La présence aussi, combien précieuse et mesurée au quotidien, de la femme qu’il aimait, avec qui il était bien. Il savait que ce n’était pas rien, ayant essayé, décliné ou vu échouer d’autres relations. Puisque aucune ne lui semblait vraiment frôler la perfection, il avait pensé ne jamais pouvoir y trouver ne serait-ce que satisfaction.


Il l’avait trouvée ici pourtant, tout à fait soudainement. Il avait trouvé et des amis avec qui souhaiter passer du temps et cette femme qu’il se surprenait à aimer. Ni les uns ni l’autre n’étaient vraiment parfaits, pas plus que lui en effet. Etonnamment leur présence l’enchantait, lui plaisait tout à fait.
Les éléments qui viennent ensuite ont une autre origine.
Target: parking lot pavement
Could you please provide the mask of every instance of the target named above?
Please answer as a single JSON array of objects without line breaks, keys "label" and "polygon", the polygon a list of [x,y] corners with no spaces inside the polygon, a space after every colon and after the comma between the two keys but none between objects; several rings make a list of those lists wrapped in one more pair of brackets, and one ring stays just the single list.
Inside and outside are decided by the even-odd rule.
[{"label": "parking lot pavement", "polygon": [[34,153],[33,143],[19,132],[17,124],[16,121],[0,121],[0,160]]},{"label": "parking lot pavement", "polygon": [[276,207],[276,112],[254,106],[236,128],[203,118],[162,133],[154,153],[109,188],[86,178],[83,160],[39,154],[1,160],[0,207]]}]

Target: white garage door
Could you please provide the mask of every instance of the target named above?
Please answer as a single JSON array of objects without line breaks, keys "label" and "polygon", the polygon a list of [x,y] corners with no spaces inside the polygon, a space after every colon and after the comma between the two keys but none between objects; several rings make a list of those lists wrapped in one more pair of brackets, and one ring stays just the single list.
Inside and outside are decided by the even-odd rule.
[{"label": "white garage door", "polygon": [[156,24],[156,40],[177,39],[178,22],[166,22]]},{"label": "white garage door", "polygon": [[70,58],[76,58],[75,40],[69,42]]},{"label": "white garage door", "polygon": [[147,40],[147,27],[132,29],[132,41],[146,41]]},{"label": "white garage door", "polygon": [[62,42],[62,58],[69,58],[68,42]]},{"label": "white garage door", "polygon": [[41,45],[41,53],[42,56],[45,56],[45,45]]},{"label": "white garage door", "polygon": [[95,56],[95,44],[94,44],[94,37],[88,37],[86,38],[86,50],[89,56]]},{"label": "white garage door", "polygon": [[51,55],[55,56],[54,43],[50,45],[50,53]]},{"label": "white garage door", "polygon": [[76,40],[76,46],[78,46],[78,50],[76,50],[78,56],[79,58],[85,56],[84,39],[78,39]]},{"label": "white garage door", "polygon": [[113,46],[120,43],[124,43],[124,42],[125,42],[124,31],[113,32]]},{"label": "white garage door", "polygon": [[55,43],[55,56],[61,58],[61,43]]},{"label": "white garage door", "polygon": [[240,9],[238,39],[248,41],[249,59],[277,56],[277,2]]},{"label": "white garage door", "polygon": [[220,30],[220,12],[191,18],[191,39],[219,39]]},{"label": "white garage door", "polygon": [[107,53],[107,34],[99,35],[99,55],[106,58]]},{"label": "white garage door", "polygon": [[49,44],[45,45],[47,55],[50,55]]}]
Mais n’avait jamais réussi à le satisfaire tout à fait. N’est ce pas ce qu’il fallait déduire, disaient-ils, de ses envies récurrentes de partir ?

Il secouait la tête, ne sachant trop quoi répondre ni où commencer à comprendre. Même lui était un peu perdu, un peu démuni par ces pulsions brûlantes en lui, qui disaient l’ailleurs et l’attrait du mouvement, l’éloignement de ce qu’il connaissait… y compris de ceux qu’il aimait.


Bien sur qu’il les aimait. Qu’ils contribuaient à son bonheur, aux sourires quotidiens portés sur le chemin. Qu’ils étaient ceux qui le faisaient rire et qu’il aimait retrouver.

Bien sur qu’ils n’étaient pas parfaits, pas plus que lui ne l’était.

Bien sur qu’il aurait toujours espéré mieux, qu’il lui semblait difficile de se satisfaire de ce qui n’était pas vraiment, pas totalement ce qu’il cherchait.

D’autres s’en seraient contentés, toute la raison y poussait. Trouvant, pourquoi pas, dans leurs distances et leurs différents les sources mêmes d’un enrichissement. Lui-même y ressentait surtout déception, frustration. Il les aurait voulu plus ceci, moins cela… -mais alors sans doute n’auraient-ils plus voulu de lui, duquel il y avait à redire aussi.


Mais même cela, cette insatisfaction chronique, toujours un peu latente, n’était pas le cœur de ce qui le poussait à partir.  Même aimé, entouré au point d’avoir consciemment décidé de rester, d’en profiter, il ne pouvait pas s’empêcher de vouloir partir. Pas tant pour les quitter, quitter ce qui le retenait, que bien plutôt pour aller ailleurs et découvrir, ouvrir les yeux sur de nouveaux horizons, rencontrer, cesser de tourner en rond. Ou du moins d’en avoir l’impression.

Il ne voulait partir ni pour fuir ni pour trouver mais partait pour partir, pour le mouvement presque plus que tout le reste, l'éloignement et la nouveauté, le renouvellement et les échappées.


Il luttait contre l’appel, enfouissait sa tête et ses pensées dans le giron de la belle, s’ancrant dans sa présence comme si elle pouvait lui être réellement moins prison que délivrance.
Il voulait rester attaché, fixé. Il voulait qu’en l’attachant, l’entravant, ils œuvrent à son soulagement. Il voulait être libéré de l’appel, l’appel incessant qui non content de lui ronger les sangs finissait souvent victorieux, l’arrachant à son quotidien pour le voir se catapulter de lui-même dans un autre, jamais vraiment plus intéressant. Jamais non plus correspondant à ses rêves inconstants.